Autorité des marchés financiers
’
L (AMF) vient d’annoncer un
nouveau mécanisme de traitement des plaintes, résultat de ses
réflexions à la suite de la lecture des
mémoires déposés par les intervenants sur son projet initial. Les commentaires des intervenants semblent
avoir porté fruit pour de nombreux
éléments. Il est intéressant de constater qu’il y a de l’écoute à l’intérieur de
la nouvelle organisation. Précisons
d’emblée que la «mécanique» est plus
raffinée et que le processus est mieux
articulé. Pensons notamment au délai
d’envoi de l’accusé de réception qui a
été prolongé, à la catégorisation des
plaintes (1er et 2 e niveau) et à l’abandon de la notion de plainte verbale.

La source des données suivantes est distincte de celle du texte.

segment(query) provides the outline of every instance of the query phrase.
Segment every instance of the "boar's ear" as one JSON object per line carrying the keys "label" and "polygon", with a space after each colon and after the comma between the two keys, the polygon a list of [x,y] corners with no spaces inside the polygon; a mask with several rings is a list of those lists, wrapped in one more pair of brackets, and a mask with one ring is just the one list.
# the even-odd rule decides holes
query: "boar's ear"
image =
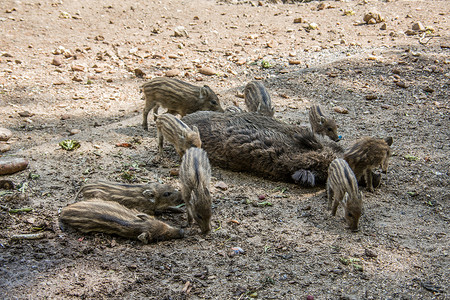
{"label": "boar's ear", "polygon": [[150,216],[147,214],[137,214],[136,217],[138,217],[139,219],[141,219],[142,221],[147,221],[150,220]]}
{"label": "boar's ear", "polygon": [[138,235],[138,240],[140,240],[144,244],[148,244],[148,232],[143,232],[140,235]]}
{"label": "boar's ear", "polygon": [[385,141],[389,146],[391,146],[392,143],[394,142],[394,139],[392,138],[392,136],[389,136],[389,137],[385,138],[384,141]]}

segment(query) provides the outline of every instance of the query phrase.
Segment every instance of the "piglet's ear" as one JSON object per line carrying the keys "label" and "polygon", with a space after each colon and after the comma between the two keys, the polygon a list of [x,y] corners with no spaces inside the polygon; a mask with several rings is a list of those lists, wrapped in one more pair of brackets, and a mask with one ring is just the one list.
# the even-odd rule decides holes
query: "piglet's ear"
{"label": "piglet's ear", "polygon": [[192,127],[192,130],[193,130],[195,133],[200,134],[200,133],[198,132],[197,126],[193,126],[193,127]]}
{"label": "piglet's ear", "polygon": [[385,138],[384,141],[385,141],[389,146],[391,146],[392,143],[394,142],[394,139],[392,138],[392,136],[389,136],[389,137]]}
{"label": "piglet's ear", "polygon": [[138,235],[138,240],[140,240],[144,244],[148,244],[148,232],[143,232],[140,235]]}
{"label": "piglet's ear", "polygon": [[324,116],[320,116],[320,125],[322,125],[323,123],[325,123],[325,117]]}
{"label": "piglet's ear", "polygon": [[147,214],[138,214],[138,215],[136,215],[136,217],[138,217],[139,219],[141,219],[143,221],[150,220],[150,216]]}
{"label": "piglet's ear", "polygon": [[347,202],[348,202],[348,193],[345,192],[344,198],[342,198],[342,205],[347,206]]}

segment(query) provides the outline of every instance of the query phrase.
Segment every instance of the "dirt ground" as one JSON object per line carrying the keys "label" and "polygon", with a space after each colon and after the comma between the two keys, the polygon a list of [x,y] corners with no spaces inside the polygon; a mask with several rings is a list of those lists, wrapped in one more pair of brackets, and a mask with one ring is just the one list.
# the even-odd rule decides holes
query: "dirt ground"
{"label": "dirt ground", "polygon": [[[0,127],[13,132],[1,155],[29,160],[0,177],[16,185],[0,190],[2,299],[449,297],[450,2],[273,2],[1,1]],[[364,24],[368,12],[385,21]],[[409,33],[417,22],[428,31]],[[174,35],[178,26],[187,36]],[[180,187],[173,147],[160,158],[153,120],[141,126],[139,86],[165,75],[241,108],[244,85],[263,80],[276,118],[306,125],[320,103],[344,146],[393,136],[388,173],[375,193],[364,190],[360,231],[346,229],[342,210],[330,216],[324,187],[213,166],[207,236],[192,227],[143,245],[62,232],[59,210],[84,182]],[[81,147],[61,149],[68,138]],[[8,210],[24,207],[32,211]],[[45,238],[11,239],[35,232]]]}

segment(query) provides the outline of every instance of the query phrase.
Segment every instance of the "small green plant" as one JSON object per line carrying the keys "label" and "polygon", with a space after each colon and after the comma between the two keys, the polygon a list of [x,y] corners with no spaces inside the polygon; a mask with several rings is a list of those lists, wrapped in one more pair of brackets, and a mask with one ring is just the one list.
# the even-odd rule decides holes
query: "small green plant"
{"label": "small green plant", "polygon": [[268,69],[268,68],[272,68],[272,65],[270,64],[270,62],[268,62],[267,60],[262,60],[261,61],[261,67],[263,69]]}
{"label": "small green plant", "polygon": [[61,146],[61,148],[63,148],[64,150],[72,151],[80,148],[81,145],[80,142],[76,140],[64,140],[59,143],[59,146]]}

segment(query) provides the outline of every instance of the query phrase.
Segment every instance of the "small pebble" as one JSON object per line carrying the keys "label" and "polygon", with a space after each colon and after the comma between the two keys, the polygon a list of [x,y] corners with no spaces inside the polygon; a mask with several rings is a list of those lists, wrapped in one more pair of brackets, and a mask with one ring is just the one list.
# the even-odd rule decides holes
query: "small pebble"
{"label": "small pebble", "polygon": [[340,114],[348,114],[348,109],[346,109],[345,107],[342,107],[342,106],[335,106],[333,108],[333,110]]}
{"label": "small pebble", "polygon": [[225,182],[223,182],[223,181],[219,181],[218,183],[216,183],[214,185],[214,187],[219,188],[219,189],[224,190],[224,191],[226,191],[228,189],[228,185]]}
{"label": "small pebble", "polygon": [[214,69],[212,69],[212,68],[209,68],[209,67],[202,67],[202,68],[200,68],[200,69],[198,70],[198,72],[199,72],[200,74],[208,75],[208,76],[216,75],[216,74],[217,74],[217,71],[216,71],[216,70],[214,70]]}
{"label": "small pebble", "polygon": [[169,173],[170,173],[170,176],[178,176],[178,175],[180,175],[180,170],[179,169],[170,169],[170,171],[169,171]]}
{"label": "small pebble", "polygon": [[0,141],[7,141],[11,138],[12,132],[7,128],[0,128]]}
{"label": "small pebble", "polygon": [[178,76],[181,73],[179,69],[172,69],[165,73],[166,77],[175,77]]}
{"label": "small pebble", "polygon": [[264,200],[264,199],[266,199],[266,195],[264,195],[264,194],[258,195],[258,199]]}

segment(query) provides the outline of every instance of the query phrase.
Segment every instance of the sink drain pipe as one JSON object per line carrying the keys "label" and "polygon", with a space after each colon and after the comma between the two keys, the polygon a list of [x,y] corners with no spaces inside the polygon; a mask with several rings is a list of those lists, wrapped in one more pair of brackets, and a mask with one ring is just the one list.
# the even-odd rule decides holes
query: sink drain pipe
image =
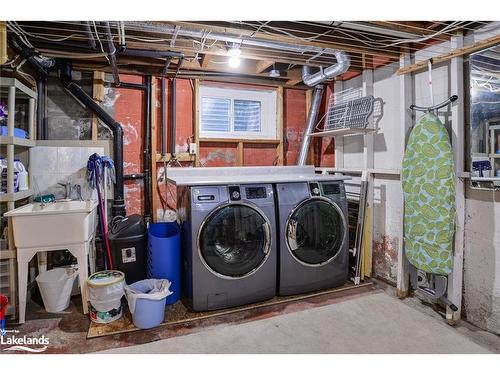
{"label": "sink drain pipe", "polygon": [[115,162],[116,182],[114,189],[113,205],[111,215],[113,217],[125,217],[125,200],[123,194],[123,129],[119,122],[115,121],[91,96],[71,79],[71,63],[64,61],[61,68],[60,78],[64,88],[83,107],[92,111],[113,132],[113,159]]}

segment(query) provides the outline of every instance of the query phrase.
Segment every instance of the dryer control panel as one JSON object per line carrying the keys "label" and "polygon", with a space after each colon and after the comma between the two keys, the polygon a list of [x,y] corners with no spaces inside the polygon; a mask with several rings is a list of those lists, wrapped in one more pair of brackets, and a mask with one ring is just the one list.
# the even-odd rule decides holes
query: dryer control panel
{"label": "dryer control panel", "polygon": [[245,188],[247,199],[262,199],[267,198],[267,190],[265,186],[255,186]]}
{"label": "dryer control panel", "polygon": [[229,189],[229,199],[232,201],[241,200],[241,192],[239,186],[228,186]]}

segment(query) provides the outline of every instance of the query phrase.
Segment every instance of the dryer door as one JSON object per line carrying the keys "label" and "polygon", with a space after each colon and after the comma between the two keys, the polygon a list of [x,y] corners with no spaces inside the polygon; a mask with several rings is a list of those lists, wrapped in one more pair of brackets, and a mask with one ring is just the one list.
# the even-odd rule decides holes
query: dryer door
{"label": "dryer door", "polygon": [[223,278],[248,276],[264,264],[271,248],[271,225],[248,203],[217,207],[198,232],[198,250],[205,266]]}
{"label": "dryer door", "polygon": [[286,244],[292,256],[307,266],[321,266],[340,253],[346,238],[340,207],[323,197],[302,201],[286,222]]}

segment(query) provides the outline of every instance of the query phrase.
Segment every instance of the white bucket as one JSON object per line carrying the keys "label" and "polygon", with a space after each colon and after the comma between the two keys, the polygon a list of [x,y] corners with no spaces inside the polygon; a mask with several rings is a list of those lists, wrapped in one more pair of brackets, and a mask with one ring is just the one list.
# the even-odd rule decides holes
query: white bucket
{"label": "white bucket", "polygon": [[90,320],[110,323],[123,313],[121,298],[125,294],[125,274],[120,271],[100,271],[87,279],[90,300]]}
{"label": "white bucket", "polygon": [[77,273],[70,268],[54,268],[36,277],[45,310],[60,312],[68,308]]}

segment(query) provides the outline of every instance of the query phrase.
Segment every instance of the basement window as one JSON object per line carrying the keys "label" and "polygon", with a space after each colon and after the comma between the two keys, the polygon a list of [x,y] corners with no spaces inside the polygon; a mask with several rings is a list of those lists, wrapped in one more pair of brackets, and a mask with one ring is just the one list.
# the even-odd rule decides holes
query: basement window
{"label": "basement window", "polygon": [[200,87],[202,138],[276,139],[276,92]]}

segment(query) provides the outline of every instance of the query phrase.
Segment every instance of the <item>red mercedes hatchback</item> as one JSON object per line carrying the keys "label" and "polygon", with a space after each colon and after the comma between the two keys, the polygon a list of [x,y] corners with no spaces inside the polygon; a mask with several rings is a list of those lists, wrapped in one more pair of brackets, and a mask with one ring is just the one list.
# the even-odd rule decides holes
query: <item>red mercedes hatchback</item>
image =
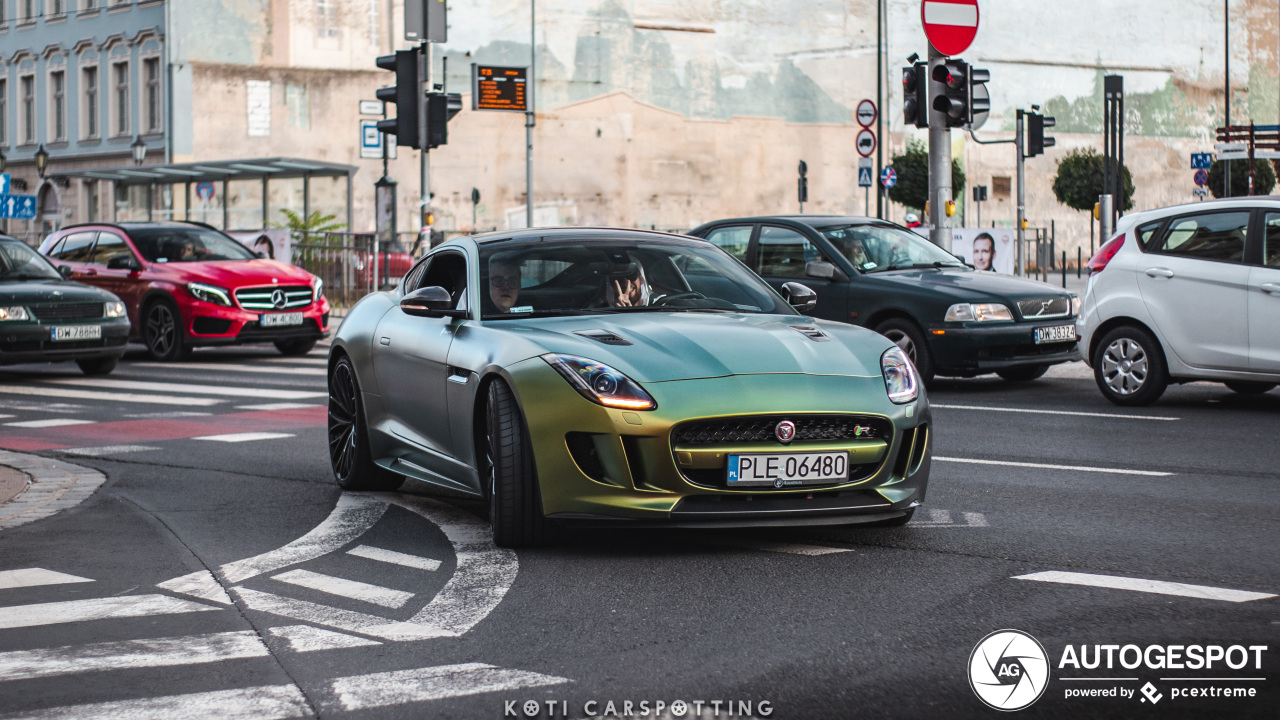
{"label": "red mercedes hatchback", "polygon": [[320,278],[259,258],[209,227],[182,222],[73,225],[40,246],[72,279],[124,301],[130,337],[156,360],[205,345],[272,342],[310,352],[329,333]]}

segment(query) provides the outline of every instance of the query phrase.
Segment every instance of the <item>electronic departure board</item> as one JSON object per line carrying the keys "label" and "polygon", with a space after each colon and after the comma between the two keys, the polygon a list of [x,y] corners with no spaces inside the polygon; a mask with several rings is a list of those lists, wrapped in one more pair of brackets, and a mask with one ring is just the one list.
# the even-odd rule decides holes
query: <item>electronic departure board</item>
{"label": "electronic departure board", "polygon": [[526,112],[527,68],[471,65],[471,109]]}

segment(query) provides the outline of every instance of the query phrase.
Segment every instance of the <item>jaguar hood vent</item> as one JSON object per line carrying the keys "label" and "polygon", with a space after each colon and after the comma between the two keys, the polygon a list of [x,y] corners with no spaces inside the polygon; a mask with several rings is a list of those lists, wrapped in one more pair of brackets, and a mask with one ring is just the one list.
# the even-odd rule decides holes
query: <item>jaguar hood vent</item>
{"label": "jaguar hood vent", "polygon": [[630,340],[618,337],[608,330],[579,330],[574,335],[581,335],[584,338],[595,340],[602,345],[631,345]]}
{"label": "jaguar hood vent", "polygon": [[800,333],[801,335],[809,338],[814,342],[827,342],[828,340],[831,339],[830,335],[822,332],[821,330],[819,330],[818,328],[812,325],[792,325],[791,329],[795,330],[796,332]]}

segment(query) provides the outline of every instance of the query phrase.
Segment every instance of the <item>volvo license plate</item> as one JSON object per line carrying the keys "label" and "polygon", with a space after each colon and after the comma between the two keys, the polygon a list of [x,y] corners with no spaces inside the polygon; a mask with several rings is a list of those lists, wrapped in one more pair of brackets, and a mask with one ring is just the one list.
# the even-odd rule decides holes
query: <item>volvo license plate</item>
{"label": "volvo license plate", "polygon": [[270,315],[261,315],[258,323],[262,327],[288,327],[289,325],[301,325],[302,313],[271,313]]}
{"label": "volvo license plate", "polygon": [[829,485],[849,478],[849,453],[751,453],[729,456],[729,487]]}
{"label": "volvo license plate", "polygon": [[[1026,337],[1025,335],[1023,337]],[[1075,325],[1054,325],[1053,327],[1036,328],[1036,344],[1055,342],[1075,342]]]}
{"label": "volvo license plate", "polygon": [[54,340],[101,340],[101,325],[56,325],[52,330]]}

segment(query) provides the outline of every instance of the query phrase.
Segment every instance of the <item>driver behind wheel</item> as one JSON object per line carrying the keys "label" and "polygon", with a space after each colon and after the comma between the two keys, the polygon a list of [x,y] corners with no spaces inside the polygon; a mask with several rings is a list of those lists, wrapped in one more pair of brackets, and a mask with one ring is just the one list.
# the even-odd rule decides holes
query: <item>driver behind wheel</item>
{"label": "driver behind wheel", "polygon": [[649,283],[640,263],[632,262],[625,268],[605,277],[604,300],[606,307],[639,307],[649,304]]}

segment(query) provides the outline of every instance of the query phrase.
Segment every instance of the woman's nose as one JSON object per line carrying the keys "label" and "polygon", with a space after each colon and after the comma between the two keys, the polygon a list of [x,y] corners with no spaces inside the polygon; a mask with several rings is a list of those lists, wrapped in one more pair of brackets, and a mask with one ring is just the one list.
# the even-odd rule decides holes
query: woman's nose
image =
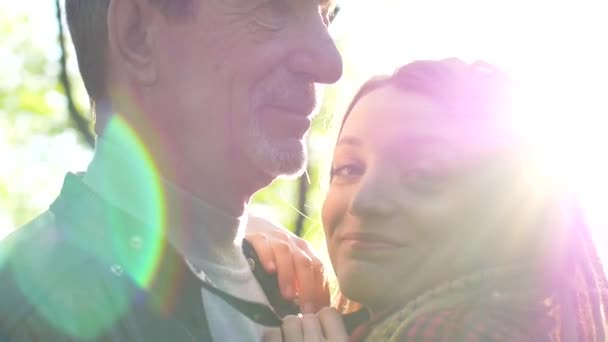
{"label": "woman's nose", "polygon": [[399,204],[398,177],[391,172],[368,173],[353,196],[350,211],[355,216],[391,215]]}

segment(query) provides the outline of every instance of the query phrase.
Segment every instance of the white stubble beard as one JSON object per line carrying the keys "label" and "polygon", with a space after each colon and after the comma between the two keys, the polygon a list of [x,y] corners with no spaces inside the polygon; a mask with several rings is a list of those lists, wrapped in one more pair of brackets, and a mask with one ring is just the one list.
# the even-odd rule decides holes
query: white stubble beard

Cependant, certains éléments
apparaissent encore difficilement
compatibles avec une saine gestion
du traitement des plaintes.
Poursuites judiciaires et plaintes
Notre inquiétude est centrée sur le fait
que le cabinet doit traiter toute poursuite judiciaire comme une plainte,
alors qu’une plainte et une poursuite
judiciaire demeurent, à notre avis,
deux choses distinctes. Si le client choisit de poursuivre le représentant et son
cabinet, nous ne voyons pas comment
ce dernier pourra, sans préjudice, arriver à orchestrer le tout et demeurer
cohérent dans le processus. Il est illogique de procéder ainsi. Les deux processus devraient être «étanches».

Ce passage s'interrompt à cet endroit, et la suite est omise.